Sobre Bolsonaro ou um negacionista que vestiu a máscara

Douglas Silva

A decisão monocrática do Ministro Edson Fachin e o discurso de Lula parecem ter gerado um tremor no negacionismo de Bolsonaro e seus filhos. Não porque tenham, subitamente, se tornado defensores ávidos das vacinas e máscaras, apesar de sua comitiva ao estado sionista de Israel se ver obrigada a vesti-las, mas, sim, como parte dos cálculos de quem, aparentemente, sentiu o impacto do retorno de Lula com seu discurso de conciliação para o empresariado e políticos brasileiros. Portanto, frente ao recorde de mortes em um dia pela covid-19 e a crescente possibilidade da restituição dos direitos políticos de Lula, o clã Bolsonaro corre em direção à falsificação da história de que sempre foram entusiásticos defensores da vacina.

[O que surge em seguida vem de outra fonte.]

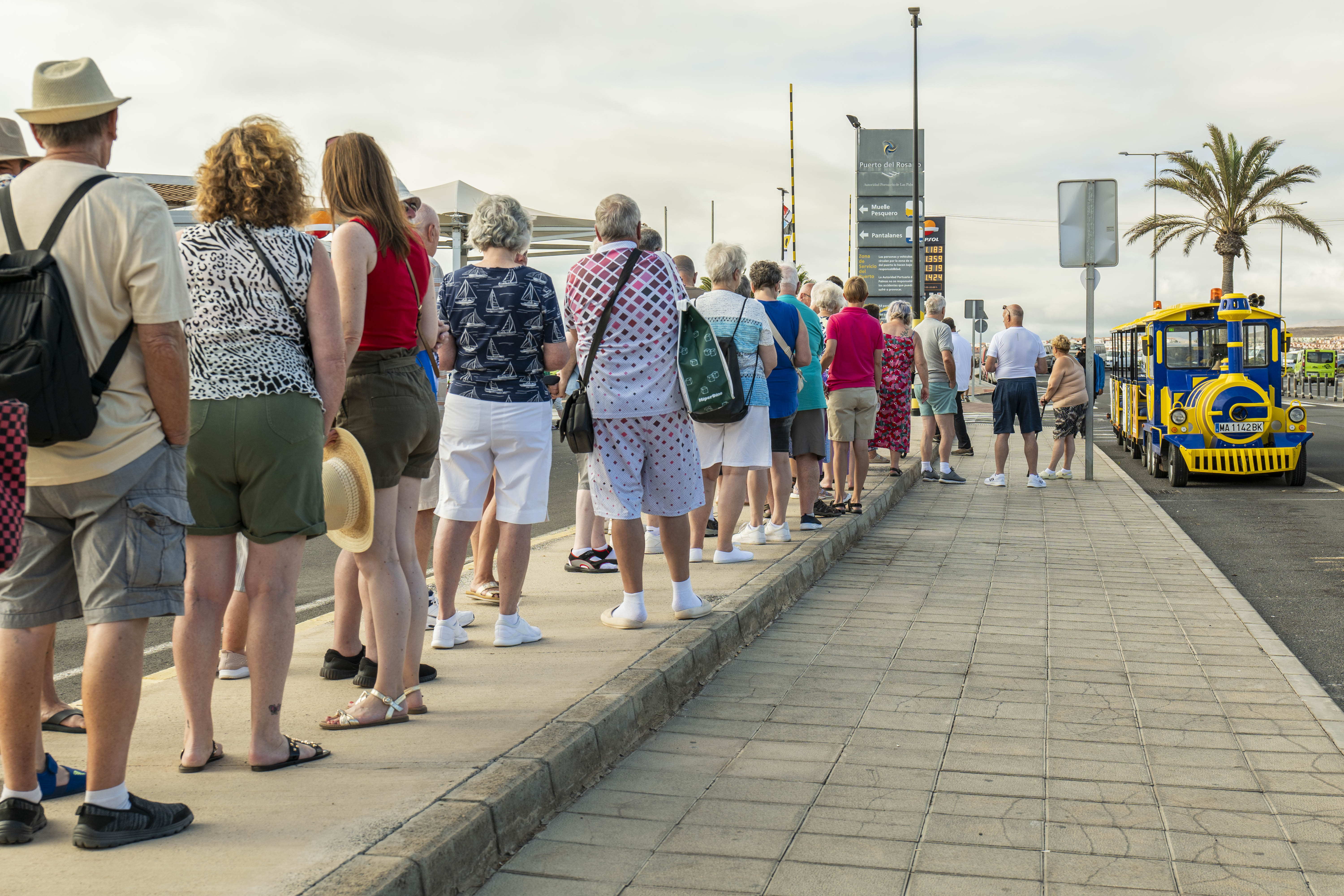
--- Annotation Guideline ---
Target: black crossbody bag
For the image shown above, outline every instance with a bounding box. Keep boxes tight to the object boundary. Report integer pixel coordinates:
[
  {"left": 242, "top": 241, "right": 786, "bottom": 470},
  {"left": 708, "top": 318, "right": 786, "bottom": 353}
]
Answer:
[{"left": 560, "top": 248, "right": 640, "bottom": 454}]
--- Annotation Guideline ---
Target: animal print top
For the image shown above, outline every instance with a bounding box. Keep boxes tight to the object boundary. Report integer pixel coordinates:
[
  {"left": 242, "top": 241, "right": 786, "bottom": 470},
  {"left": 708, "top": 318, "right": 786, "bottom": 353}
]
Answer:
[{"left": 179, "top": 219, "right": 321, "bottom": 402}]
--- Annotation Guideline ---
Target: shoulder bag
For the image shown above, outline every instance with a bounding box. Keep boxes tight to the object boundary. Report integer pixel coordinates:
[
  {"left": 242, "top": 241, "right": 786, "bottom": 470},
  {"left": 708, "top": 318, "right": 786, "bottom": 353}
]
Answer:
[{"left": 560, "top": 248, "right": 640, "bottom": 454}]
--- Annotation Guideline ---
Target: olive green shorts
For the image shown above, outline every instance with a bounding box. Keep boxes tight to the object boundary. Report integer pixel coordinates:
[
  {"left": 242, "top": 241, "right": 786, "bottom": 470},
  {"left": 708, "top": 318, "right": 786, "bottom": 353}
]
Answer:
[
  {"left": 336, "top": 348, "right": 439, "bottom": 489},
  {"left": 187, "top": 392, "right": 327, "bottom": 544}
]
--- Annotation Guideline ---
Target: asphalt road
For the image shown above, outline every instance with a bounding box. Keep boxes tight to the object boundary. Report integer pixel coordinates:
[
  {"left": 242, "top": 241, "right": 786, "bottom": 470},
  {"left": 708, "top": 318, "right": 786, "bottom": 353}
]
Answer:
[{"left": 55, "top": 434, "right": 578, "bottom": 702}]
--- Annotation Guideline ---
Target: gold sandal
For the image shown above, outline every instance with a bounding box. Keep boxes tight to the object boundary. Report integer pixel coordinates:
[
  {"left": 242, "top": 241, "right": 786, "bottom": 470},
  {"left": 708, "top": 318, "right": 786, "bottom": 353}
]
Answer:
[{"left": 317, "top": 685, "right": 409, "bottom": 731}]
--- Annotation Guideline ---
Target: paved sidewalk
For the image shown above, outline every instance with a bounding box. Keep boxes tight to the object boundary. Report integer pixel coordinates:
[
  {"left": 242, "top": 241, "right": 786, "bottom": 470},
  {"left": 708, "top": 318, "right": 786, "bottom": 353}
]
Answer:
[{"left": 480, "top": 426, "right": 1344, "bottom": 896}]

Todavia, o negacionismo de Bolsonaro e da extrema direita poderia até ser cômico se não fosse responsável pelas centenas de milhares de mortes no país do regime do golpe. Chegando, somente na última semana, a 1.940 mortes em apenas 24 horas e quase 280 mil mortes desde o início da pandemia. Bolsonaro foi um exímio representante do negacionismo de uma extrema direita que não fez outra coisa que não fosse preparar o terreno de uma “tragédia” anunciada. O capitão, que chegou a chamar a covid-19 de uma “gripezinha”, foi o garoto propaganda dos mais variados métodos sem comprovação científica ou diretamente ineficazes, como a cloroquina e a ivermectina. Durante um dos momentos mais críticos em Manaus, com falta de oxigênio nos hospitais e pacientes morrendo nos corredores, o Ministro da Saúde, Eduardo Pazuello, esteve na capital amazonense para divulgar o “kit cloroquina”.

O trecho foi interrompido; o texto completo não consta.